Laut Fabrice Balanche kann man, wenn man der Teil der Opposition war oder sogar gekämpft hat, nicht zurückkommen, selbst wenn das offizielle Narrativ des Präsidenten ist, dass es eine Amnestie gibt. Dasselbe gilt auch für politische Flüchtlinge. Auch besteht immer die Gefahr, vom Geheimdienst verhaftet zu werden, zum Teil um Geld zu erpressen. Man wird für ein paar Wochen inhaftiert, weil man vom Ausland zurückkommt und davon ausgegangen wird, dass man Geld hat. Die Familie muss dann ein Lösegeld von ein paar Tausend Dollar bezahlen, oder die Person bleibt weitere zwei Wochen im Gefängnis (Balanche 13.12.2021). Laut Khaddour sind Entführungen, um Geld zu erpressen, nur individuelle Akte (Khaddour 24.12.2021).

Ein relevanter Faktor im Zusammenhang mit der Schaffung von physischer Sicherheit ist auch die Entminung von rückeroberten Gebieten, insbesondere solchen, die vom IS gehalten wurden (z.B. Rakka, Deir-Ez-Zor). Laut UNMAS sind weder Ausmaß noch flächenmäßige Ausdehnung der Kontaminierung von Syrien mit explosiven Materialen bisher in vollem Umfang bekannt. Es wird geschätzt, dass mehr als zehn Mio. Menschen also rund 50% der Bevölkerung dem Risiko ausgesetzt sind, in ihrem Alltag mit explosiven Materialen in Kontakt zu kommen. Ein Drittel der Opfer von Explosionen sind gestorben, 85% der Opfer sind männlich, fast 50% mussten amputiert werden und mehr als 20% haben Gehör oder Sehvermögen verloren. Zwei Drittel der Opfer sind lebenslang eingeschränkt. 39% der Unfälle ereigneten sich in Wohngebieten, 34% auf landwirtschaftlichen Flächen, 10% auf Straßen oder am Straßenrand. Seit 2019 waren 26% der Opfer IDPs (ÖB 10.2021).
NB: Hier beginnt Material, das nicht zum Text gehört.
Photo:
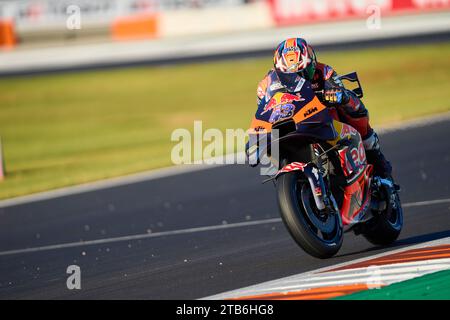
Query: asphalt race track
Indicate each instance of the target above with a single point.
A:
(194, 263)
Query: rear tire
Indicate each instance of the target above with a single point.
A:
(296, 205)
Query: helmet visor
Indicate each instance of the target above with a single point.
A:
(289, 80)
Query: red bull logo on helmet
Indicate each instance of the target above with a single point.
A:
(279, 99)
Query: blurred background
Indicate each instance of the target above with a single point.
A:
(92, 89)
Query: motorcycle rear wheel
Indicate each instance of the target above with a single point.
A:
(300, 216)
(385, 228)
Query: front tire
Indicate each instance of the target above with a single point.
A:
(319, 236)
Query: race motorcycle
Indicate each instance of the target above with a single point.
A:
(324, 185)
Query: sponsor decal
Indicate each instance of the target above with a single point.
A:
(279, 99)
(282, 111)
(310, 111)
(347, 131)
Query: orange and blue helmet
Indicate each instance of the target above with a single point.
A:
(294, 57)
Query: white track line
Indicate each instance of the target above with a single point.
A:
(384, 274)
(176, 170)
(177, 232)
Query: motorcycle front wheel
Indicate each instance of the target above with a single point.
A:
(317, 233)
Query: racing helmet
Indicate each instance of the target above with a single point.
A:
(294, 58)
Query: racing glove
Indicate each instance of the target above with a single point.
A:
(336, 96)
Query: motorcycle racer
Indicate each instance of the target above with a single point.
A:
(294, 59)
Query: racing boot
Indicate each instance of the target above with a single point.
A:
(382, 167)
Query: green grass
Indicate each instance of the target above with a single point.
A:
(434, 286)
(66, 129)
Inhaftierung, Folter, Vergewaltigung und Verschwindenlassen von Rückkehrern

Es ist schwierig, Informationen über die Situation von Rückkehrern in Syrien zu erhalten. Regierungsfreundliche Medien berichten über die Freude der Rückkehrer (TN 10.12.2018), pro-oppositionelle Medien berichten über Inhaftierungen und willkürliche Tötungen von Rückkehrern (TN 10.12.2018; vgl. TWP 2.6.2019, FP 6.2.2019). Zudem wollen viele Flüchtlinge aus Angst vor Repressionen durch die Regierung nach ihrer Rückkehr nach Syrien nicht mehr mit Journalisten (TN 10.12.2018) oder gar mit Angehörigen sprechen (SD 16.1.2019; vgl. TN 10.12.2018). Auch im Jahr 2020 gewährte das Regime dem UNHCR weiterhin nur stark eingeschränkten Zugang nach Syrien. UNHCR war daher weder in der Lage, eine umfassende Überwachung der Situation von zurückgekehrten Binnenvertriebenen und Flüchtlingen sicherzustellen, noch den Schutz ihrer Rechte zu gewährleisten (AA 4.12.2020). Die syrische Regierung und ihr Sicherheitsapparat haben immer wieder Personen verfolgt, die sich abweichend oder oppositionell geäußert haben, unter anderem durch willkürliche Inhaftierung, Folter und Schikanen gegen Kritiker und ihre Angehörigen. Trotz Amnestien und gegenteiliger Erklärungen hat die syrische Regierung bisher keine Änderung ihres Verhaltens erkennen lassen. Selbst dort, wo Einzelpersonen von der Regierung Sicherheitsgarantien erhalten haben, kam es zu Übergriffen. Jeder, der aus dem Land geflohen ist oder sich gegen die Regierung geäußert hat, läuft Gefahr, als illoyal angesehen zu werden, was dazu führen kann, dass er verdächtigt, bestraft oder willkürlich inhaftiert wird (COAR/HRW/HBS/JUSOOR 19.4.2021).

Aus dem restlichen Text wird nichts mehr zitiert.